March 9, 1999 - October 25, 2008
We are thinking now of a dog, whose coat was flame in the sunshine and who, so far as we are aware, never entertained a mean or an unworthy thought. This dog is buried beneath a cherry tree, under four feet of garden loam, and at its proper season the cherry strews petals on the lawn of her grave. Beneath a cherry tree or an apple or any flowering shrub of the garden is an excellent place to bury a good dog. Beneath such trees, such shrubs, she slept in the drowsy summer or gnawed at a flavorous bone or lifted head to challenge some strange intruder. These are good places, in life or in death.
Yet it is small matter. For if a dog be well remembered, if sometimes she leaps through your dreams actual as in life, eyes kindling, laughing, begging, it matters not at all where the dog sleeps. On a hill where the wind is unrebuked and the trees roaring, or beside a stream she knew in puppyhood, or somewhere in the flatness of a pastureland where most exhilarating cattle graze. It is all one to the dog, and all one to you, and nothing is gained and nothing is lost -- if memory lives.
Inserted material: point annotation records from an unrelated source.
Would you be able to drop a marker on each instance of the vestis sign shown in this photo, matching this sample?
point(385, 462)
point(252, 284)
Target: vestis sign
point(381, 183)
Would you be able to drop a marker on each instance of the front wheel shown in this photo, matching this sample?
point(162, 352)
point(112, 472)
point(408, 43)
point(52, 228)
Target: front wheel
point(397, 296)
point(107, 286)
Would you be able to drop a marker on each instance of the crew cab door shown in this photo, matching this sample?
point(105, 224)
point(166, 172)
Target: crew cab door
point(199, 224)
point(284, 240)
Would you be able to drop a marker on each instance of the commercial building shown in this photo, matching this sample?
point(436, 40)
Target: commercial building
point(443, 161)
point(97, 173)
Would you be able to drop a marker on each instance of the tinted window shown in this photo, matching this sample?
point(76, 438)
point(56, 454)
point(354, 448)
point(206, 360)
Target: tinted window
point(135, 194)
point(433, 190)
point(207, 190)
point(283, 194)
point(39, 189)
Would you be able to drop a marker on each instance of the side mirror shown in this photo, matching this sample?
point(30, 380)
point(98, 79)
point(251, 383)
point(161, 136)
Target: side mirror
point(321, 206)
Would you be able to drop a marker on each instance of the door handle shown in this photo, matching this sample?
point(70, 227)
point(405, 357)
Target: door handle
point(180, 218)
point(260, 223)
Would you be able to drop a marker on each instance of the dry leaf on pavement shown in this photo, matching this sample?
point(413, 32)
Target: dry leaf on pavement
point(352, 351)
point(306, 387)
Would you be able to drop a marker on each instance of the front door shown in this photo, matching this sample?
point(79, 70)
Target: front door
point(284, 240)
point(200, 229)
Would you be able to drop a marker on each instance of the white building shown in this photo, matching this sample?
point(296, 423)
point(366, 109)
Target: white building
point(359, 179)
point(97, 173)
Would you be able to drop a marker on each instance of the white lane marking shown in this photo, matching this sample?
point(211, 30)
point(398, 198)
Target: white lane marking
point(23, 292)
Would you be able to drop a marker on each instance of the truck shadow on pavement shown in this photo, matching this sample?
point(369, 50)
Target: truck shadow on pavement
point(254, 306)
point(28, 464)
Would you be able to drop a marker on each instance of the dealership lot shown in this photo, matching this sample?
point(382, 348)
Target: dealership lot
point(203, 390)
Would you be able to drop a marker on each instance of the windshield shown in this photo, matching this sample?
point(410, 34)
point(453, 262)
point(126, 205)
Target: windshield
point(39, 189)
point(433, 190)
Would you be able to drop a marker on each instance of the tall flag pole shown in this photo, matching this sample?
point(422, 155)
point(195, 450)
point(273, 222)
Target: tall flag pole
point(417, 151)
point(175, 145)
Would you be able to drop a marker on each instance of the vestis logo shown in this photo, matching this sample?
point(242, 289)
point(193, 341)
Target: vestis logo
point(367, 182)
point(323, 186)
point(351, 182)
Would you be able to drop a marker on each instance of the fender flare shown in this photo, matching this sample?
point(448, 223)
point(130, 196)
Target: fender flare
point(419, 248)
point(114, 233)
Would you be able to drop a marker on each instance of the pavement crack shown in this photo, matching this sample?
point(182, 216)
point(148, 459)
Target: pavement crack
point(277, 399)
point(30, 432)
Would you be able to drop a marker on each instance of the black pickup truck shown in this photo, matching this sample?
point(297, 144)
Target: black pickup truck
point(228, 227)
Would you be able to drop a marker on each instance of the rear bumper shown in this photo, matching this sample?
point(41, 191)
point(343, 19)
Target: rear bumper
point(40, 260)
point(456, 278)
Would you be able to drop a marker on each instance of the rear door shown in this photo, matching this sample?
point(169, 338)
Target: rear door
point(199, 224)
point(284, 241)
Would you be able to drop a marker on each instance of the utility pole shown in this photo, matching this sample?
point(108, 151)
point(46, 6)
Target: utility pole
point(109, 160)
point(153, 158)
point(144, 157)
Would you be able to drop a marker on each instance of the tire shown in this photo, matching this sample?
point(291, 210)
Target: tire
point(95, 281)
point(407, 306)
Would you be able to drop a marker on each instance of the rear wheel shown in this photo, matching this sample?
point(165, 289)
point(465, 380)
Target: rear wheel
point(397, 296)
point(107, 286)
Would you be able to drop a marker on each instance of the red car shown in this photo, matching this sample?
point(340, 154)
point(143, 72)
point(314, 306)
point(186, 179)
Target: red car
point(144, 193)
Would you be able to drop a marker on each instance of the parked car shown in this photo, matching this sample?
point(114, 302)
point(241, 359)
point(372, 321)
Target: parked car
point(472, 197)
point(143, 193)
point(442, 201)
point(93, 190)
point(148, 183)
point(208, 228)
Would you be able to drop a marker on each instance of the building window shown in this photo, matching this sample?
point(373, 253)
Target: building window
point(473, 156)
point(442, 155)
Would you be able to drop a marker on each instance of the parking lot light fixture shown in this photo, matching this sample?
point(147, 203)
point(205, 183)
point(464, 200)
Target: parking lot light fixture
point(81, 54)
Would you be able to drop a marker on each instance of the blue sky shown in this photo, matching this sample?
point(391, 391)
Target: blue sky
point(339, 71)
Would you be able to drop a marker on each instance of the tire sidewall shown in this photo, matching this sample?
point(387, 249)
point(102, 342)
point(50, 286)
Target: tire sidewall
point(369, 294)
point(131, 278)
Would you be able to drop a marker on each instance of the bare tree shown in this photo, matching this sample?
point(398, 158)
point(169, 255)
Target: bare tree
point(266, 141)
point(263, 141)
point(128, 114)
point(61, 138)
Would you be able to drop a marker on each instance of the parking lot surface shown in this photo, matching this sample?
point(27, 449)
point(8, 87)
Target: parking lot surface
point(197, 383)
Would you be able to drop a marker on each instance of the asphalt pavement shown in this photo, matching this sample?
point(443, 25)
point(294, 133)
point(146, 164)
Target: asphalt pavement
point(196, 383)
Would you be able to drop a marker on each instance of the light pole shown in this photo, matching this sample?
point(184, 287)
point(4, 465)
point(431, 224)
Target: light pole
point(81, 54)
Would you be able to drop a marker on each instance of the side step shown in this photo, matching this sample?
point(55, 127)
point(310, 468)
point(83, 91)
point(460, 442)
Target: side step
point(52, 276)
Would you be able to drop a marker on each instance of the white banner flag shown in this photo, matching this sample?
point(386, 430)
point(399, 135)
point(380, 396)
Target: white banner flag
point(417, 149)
But there is one best place to bury a dog. If you bury her in this spot, she will come to you when you call -- come to you over the grim, dim frontiers of death, and down the well-remembered path, and to your side again. And though you call a dozen living dogs to heel they shall not growl at her, nor resent her coming, for she belongs there. People may scoff at you, who see no lightest blade of grass bent by her footfall, who hear no whimper, people who may never really have had a dog. Smile at them, for you shall know something that is hidden from them, and which is well worth knowing.
The one best place to bury a dog is in the heart of her master.